BRUK! Nathan jatuh terduduk pada tepi jurang, tepat dimana kakaknya tewas. Hatinya hancur mengingat peristiwa pilu itu. Bertahun-tahun ia hidup dengan damai dalam sejarah palsu. Kepalanya menunduk, setetes air lolos membasahi pipi. Tangannya mengepal, tekadnya semakin kuat. Dokter Moon harus ditangkap.
Kiera yang menyaksikan betapa terpuruknya Nathan, memutuskan untuk ikut duduk di sampingnya, ia menempuk pundak serta mengusap surai lembut milik Nathan. “Ayo kita selesaikan ini bersama. Kami ada di sampingmu, Pangeran.” Ujar Kiera.
“Na, Lo udah ingat semua?” “Hm. Lo?” “Not yet.” “The lake has called you, Rendy.”

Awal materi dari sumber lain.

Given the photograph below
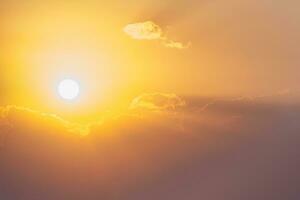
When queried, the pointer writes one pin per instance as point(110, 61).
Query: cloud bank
point(231, 150)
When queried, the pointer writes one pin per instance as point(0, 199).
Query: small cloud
point(11, 116)
point(144, 31)
point(177, 45)
point(157, 102)
point(150, 31)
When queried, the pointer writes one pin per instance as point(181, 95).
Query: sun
point(68, 89)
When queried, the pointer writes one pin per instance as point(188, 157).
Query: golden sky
point(183, 99)
point(227, 48)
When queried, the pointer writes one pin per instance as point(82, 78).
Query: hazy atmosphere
point(144, 100)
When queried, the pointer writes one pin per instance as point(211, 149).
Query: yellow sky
point(233, 52)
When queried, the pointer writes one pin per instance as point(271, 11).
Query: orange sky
point(237, 48)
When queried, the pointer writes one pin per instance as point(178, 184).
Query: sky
point(178, 99)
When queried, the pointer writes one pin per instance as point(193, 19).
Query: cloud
point(157, 102)
point(144, 31)
point(151, 31)
point(12, 115)
point(132, 157)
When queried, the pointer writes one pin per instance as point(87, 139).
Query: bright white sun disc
point(68, 89)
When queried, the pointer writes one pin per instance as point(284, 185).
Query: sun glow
point(68, 89)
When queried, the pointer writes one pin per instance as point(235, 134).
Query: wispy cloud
point(151, 31)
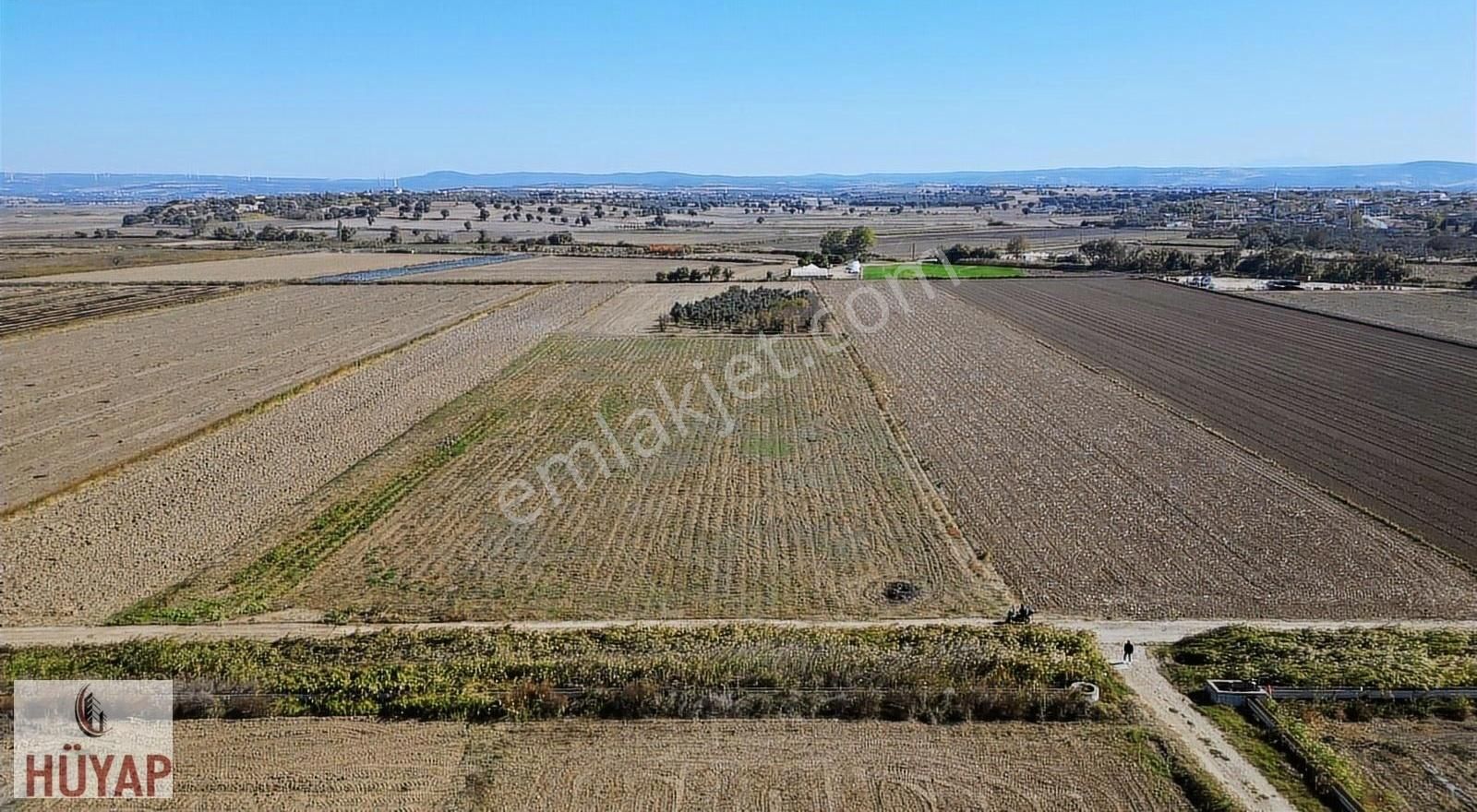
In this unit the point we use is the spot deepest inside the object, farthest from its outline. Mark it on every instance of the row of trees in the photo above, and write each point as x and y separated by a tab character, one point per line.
684	273
1270	263
748	310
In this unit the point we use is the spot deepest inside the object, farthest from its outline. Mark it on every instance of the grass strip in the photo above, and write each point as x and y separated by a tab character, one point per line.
932	674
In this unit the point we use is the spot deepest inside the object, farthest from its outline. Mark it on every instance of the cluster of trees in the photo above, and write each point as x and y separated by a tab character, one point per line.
959	253
684	273
268	233
750	310
848	244
1269	263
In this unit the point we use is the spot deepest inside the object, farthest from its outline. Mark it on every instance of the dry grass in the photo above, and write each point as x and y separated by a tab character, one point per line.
1444	315
635	309
1412	764
96	550
1093	501
89	398
671	765
816	765
807	509
591	269
248	269
31	307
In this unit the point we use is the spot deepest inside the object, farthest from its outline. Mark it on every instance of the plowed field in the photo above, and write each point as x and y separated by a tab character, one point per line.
1380	418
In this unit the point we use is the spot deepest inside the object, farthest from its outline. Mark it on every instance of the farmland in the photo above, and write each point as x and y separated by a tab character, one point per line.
105	545
802	507
90	398
1378	418
26	307
1429	764
819	765
248	269
930	270
1093	501
677	765
635	309
938	674
1442	315
595	269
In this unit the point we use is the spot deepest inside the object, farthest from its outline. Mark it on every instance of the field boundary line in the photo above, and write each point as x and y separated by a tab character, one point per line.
1148	396
270	402
1108	632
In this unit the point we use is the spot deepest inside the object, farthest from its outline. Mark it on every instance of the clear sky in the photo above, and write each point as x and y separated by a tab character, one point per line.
366	89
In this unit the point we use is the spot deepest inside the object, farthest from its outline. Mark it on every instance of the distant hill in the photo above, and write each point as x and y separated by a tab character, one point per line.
85	186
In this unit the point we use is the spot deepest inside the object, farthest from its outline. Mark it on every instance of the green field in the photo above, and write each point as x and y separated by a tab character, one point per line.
930	270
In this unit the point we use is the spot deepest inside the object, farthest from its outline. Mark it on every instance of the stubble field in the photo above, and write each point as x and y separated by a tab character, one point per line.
671	765
85	399
1380	418
29	307
248	269
1093	501
595	269
804	508
100	548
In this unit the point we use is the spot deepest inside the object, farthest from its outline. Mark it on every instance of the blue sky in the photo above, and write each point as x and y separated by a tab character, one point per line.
364	89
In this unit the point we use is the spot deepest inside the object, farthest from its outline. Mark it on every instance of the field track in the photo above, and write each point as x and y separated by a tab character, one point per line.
1378	418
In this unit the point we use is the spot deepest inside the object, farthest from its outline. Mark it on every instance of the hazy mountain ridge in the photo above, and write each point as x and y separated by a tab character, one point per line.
89	186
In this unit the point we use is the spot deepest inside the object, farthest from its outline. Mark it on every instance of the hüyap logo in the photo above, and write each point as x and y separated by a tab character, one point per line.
90	718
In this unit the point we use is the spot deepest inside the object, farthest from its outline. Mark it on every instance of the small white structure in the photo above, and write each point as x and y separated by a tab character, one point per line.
810	272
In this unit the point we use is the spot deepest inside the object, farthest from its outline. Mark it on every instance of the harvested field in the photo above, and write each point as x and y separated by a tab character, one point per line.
817	765
1093	501
307	764
108	543
672	765
85	399
1427	764
1444	315
49	306
593	269
635	309
251	269
804	508
1381	420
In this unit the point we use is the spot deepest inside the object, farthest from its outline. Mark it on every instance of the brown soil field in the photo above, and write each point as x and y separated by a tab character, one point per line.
1093	501
37	260
26	307
85	399
1442	315
635	309
1427	764
1380	418
251	269
671	765
1447	273
100	548
591	269
807	508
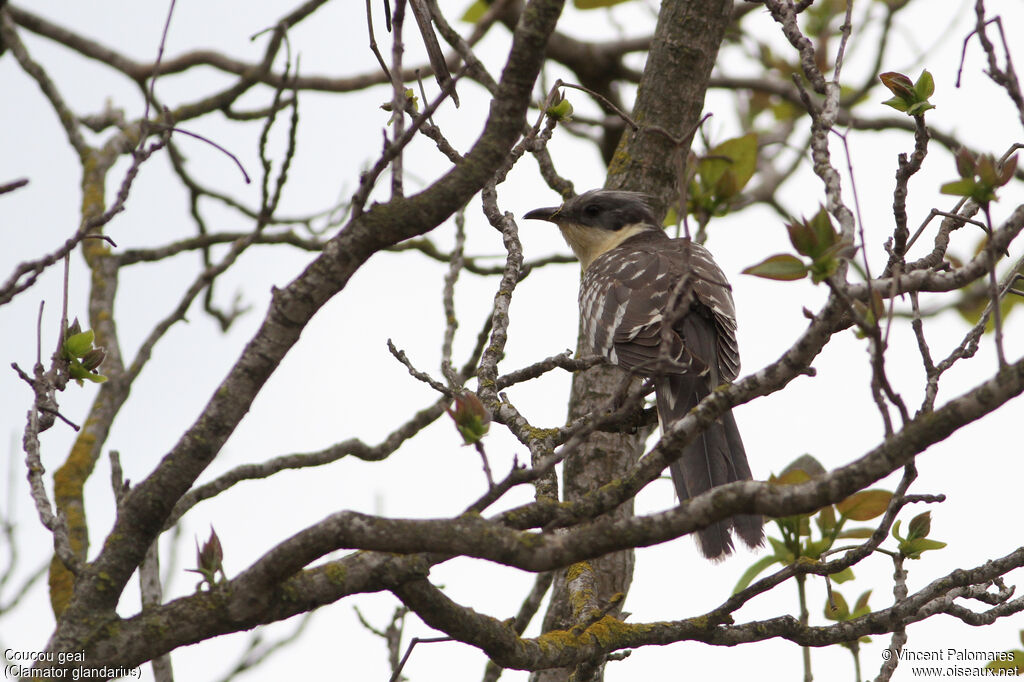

Langit sudah gelap, kini mereka telah berada di tepi danau. Perbatasan utara kerajaan Torch dan Gold. Beruntunglah mereka dibekali lentera minyak dari persewaan kuda tadi. Kiera menyalakan satu dari empat lentera. Nathan memilih untuk menyalakan senter HP miliknya, begitu pula Rendy. Tapi Hasan, entah sangkin serius dengan ponselnya, ia sepertinya tidak sadar sedang memegang senter kelinci ungu yang Kiera beli tadi.
“Gue ikut masuk gak?” Tanya Nathan pada Rendy, yang ditanya menggelengkan kepala. “Gak perlu. Lagipula kayaknya lo udah gak sadarkan diri waktu itu.” “Lah, itu lo inget?!” “Ya buktinya ingatan lo berhenti di tepi jurang tadi.” “Oh iya. Yaudah sana masuk keburu makin gelap, serem.” “Ya.”
Rendy melepas pakaian bagian atas miliknya dan beranjak masuk ke dalam danau. Kakinya gemetar, tidak. Seluruh tubuhnya dingin dan gemetar, peluh mulai membasahi kepalanya.
“Rendy, lo gemeter.” Ujar Kiera. “I'm okay, Ki. Tolong senterin gue ya.” Ujar Rendy. Kiera tau, Rendy tidak baik-baik saja. Tapi ini keputusannya, ia tidak berhak mengganggu gugat.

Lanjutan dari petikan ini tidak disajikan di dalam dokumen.